I really enjoyed the movie and highly recommend it.
I followed Jessica’s trip as I have always been inspired by the quest to become the youngest person to solo circumnavigate starting back when I was just a kid growing up in South Africa and followed the voyage of Robin Lee Graham aboard 24-foot Lapworth sloop named Dove. Robin Lee Graham was of course the California teenager who set off in the summer of 1965 returning five years later. He, of course, stopped along the way but it was still an amazing accomplishment. They made a movie out of his story and it inspired me off the couch and around the world; numerous times.
Since True Sprit’s release last week, there have been various comments online about the movie ranging from “hokey” to “downright brilliant.” I fall somewhere between the two but fully understand why some sailors might regard it as hokey. I am presuming they are hard-core sailors looking for a hard-core sailing movie. What they don’t realize is that the massive audience that Netflix has is comprised mostly of non-sailors and that’s the audience the film was written and directed toward. So what if there was a brief second when I noticed that the sheet was the wrong way around the winch.

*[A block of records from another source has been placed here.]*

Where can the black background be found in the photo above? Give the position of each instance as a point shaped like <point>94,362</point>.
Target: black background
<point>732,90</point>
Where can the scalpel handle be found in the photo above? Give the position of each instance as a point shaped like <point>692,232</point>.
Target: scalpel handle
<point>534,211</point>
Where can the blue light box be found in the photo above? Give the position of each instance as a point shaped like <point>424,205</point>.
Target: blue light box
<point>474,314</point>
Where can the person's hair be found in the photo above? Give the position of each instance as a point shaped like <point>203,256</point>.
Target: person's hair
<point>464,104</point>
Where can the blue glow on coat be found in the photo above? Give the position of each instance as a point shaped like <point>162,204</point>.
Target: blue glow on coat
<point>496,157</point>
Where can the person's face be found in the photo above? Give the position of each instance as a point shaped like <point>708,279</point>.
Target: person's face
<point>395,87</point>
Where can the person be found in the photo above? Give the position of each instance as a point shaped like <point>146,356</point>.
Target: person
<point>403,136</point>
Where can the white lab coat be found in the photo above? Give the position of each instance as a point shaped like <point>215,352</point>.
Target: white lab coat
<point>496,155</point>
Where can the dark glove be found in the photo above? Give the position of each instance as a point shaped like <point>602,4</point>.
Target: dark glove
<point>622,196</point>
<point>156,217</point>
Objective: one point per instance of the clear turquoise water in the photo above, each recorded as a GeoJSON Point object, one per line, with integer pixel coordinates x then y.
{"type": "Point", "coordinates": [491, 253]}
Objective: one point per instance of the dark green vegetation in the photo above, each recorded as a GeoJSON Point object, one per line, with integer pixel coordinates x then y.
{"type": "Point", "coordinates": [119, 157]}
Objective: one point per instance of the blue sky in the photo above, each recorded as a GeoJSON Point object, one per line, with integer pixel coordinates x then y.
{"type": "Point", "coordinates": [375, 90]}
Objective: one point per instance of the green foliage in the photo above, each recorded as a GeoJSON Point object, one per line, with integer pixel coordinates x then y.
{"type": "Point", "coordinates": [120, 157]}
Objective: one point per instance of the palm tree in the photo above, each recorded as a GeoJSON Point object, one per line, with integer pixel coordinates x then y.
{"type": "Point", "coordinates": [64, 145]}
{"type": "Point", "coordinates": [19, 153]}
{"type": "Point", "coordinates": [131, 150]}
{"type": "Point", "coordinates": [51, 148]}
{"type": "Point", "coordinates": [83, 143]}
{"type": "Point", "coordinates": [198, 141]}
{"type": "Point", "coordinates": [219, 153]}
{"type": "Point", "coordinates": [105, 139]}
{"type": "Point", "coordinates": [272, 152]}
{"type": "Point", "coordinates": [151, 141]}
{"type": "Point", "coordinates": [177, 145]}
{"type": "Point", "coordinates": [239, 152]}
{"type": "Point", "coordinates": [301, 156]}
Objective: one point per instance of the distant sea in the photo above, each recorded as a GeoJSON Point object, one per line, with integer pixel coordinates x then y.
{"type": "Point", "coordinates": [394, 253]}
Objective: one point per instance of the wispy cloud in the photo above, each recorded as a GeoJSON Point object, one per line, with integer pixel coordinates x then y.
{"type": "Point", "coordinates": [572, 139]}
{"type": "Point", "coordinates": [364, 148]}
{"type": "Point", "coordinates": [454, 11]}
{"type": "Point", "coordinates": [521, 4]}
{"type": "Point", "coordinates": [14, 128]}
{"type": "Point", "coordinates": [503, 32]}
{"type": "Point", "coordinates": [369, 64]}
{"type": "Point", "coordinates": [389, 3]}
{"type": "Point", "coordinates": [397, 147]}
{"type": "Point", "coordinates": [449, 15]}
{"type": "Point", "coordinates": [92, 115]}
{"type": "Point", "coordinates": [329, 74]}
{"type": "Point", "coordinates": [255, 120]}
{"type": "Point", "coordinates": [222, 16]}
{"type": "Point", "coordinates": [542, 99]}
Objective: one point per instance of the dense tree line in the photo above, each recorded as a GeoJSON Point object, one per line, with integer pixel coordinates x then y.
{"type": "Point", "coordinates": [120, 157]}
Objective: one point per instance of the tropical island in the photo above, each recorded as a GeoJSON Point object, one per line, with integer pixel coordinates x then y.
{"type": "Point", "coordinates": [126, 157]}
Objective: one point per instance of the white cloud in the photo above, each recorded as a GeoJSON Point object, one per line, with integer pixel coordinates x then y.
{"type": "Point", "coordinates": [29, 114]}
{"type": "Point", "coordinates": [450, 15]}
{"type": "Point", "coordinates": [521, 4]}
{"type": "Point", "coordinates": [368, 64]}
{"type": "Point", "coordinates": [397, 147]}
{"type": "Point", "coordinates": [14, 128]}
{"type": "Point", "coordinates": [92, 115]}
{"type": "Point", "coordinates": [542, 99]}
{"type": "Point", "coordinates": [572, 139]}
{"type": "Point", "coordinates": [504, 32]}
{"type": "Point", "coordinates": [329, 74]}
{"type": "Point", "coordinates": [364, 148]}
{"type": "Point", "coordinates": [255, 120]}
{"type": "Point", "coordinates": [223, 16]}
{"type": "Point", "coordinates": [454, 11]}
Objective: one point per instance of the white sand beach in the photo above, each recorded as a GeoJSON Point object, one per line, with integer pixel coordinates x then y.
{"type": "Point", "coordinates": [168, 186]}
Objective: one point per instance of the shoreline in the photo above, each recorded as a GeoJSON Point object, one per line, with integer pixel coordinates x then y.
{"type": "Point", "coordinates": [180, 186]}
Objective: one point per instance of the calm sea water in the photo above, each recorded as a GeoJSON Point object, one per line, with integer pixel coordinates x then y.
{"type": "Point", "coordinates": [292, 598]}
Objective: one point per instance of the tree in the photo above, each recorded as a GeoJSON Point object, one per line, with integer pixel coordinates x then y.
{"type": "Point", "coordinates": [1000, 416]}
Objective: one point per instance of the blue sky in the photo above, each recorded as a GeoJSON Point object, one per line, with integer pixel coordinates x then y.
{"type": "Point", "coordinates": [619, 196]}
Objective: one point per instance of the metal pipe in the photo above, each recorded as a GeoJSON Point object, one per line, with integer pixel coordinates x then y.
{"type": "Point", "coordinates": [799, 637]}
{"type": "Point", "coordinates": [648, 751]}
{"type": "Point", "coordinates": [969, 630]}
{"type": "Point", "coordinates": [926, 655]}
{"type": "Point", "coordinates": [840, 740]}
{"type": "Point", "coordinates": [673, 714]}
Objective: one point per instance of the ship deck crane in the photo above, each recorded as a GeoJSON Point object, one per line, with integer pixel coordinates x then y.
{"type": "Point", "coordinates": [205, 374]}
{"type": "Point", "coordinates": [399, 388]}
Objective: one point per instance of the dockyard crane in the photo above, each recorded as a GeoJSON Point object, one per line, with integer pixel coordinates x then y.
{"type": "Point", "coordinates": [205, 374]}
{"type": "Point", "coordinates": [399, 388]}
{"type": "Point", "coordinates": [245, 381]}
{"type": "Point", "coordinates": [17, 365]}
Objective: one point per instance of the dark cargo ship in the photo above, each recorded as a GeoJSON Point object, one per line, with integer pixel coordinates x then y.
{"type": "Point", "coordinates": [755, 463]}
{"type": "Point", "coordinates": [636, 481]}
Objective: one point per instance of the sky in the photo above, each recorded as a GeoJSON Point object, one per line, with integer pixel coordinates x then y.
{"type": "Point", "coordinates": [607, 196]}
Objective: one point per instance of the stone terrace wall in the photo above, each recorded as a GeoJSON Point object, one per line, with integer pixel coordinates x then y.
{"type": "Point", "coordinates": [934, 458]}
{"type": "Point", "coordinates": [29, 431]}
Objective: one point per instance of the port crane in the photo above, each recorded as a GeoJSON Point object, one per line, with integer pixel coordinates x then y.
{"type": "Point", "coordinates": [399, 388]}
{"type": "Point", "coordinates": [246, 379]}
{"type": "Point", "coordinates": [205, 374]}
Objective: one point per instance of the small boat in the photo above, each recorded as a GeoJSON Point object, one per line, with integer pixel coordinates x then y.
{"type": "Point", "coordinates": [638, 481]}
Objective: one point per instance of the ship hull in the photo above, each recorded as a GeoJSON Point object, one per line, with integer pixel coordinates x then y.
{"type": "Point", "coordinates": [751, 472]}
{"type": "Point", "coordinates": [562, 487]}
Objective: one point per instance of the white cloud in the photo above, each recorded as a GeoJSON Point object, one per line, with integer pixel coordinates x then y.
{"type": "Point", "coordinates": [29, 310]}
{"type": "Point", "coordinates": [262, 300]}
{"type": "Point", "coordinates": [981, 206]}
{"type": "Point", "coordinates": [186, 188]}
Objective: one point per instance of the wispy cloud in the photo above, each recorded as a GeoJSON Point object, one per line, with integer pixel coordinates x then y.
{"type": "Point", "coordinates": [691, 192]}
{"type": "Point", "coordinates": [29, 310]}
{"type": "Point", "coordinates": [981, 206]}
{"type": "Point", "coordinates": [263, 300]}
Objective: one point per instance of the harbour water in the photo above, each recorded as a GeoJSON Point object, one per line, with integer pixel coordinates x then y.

Jessica’s success, and it was a huge success, was in her preparation and the team that she has around her. She has been quoted as saying that she would do the trip again but only on Ella’s Pink Lady and only if it was set up by the same team in the same way that it was set up for her circumnavigation. I know that it’s a truism that solo sailing is a team sport, but it really is. It takes a whole lot of people to get one solo sailor safely around the world. One of her main shore team advisors was Don McIntyre who is the founder and race organizer of the Golden Globe Race as well as the upcoming Ocean Globe Race that starts later this year.
There is no official ‘youngest record’ that’s recognized by the World Sailing Speed Record Council (WSSRC). Their argument is that it would only encourage overly ambitious parents into sending younger and younger teenagers out on a voyage that’s mostly fraught with peril. As it turned out Jessica’s ‘unofficial title’ was usurped in January 2012 by Dutch teenager Laura Dekker who sailed her 40-foot ketch which she named Guppy safely around the world. Dekker was 16 years and four months old, nearly eight months younger than Jessica. They made a great movie about her voyage named Maidentrip. It’s really good. For a list of all the teenage solo circumnavigators here is the link.
I hope that you will watch the movie if only to marvel at her determination and perhaps be inspired, just as I was all those years ago by Robin Lee Graham. – Brian Hancock.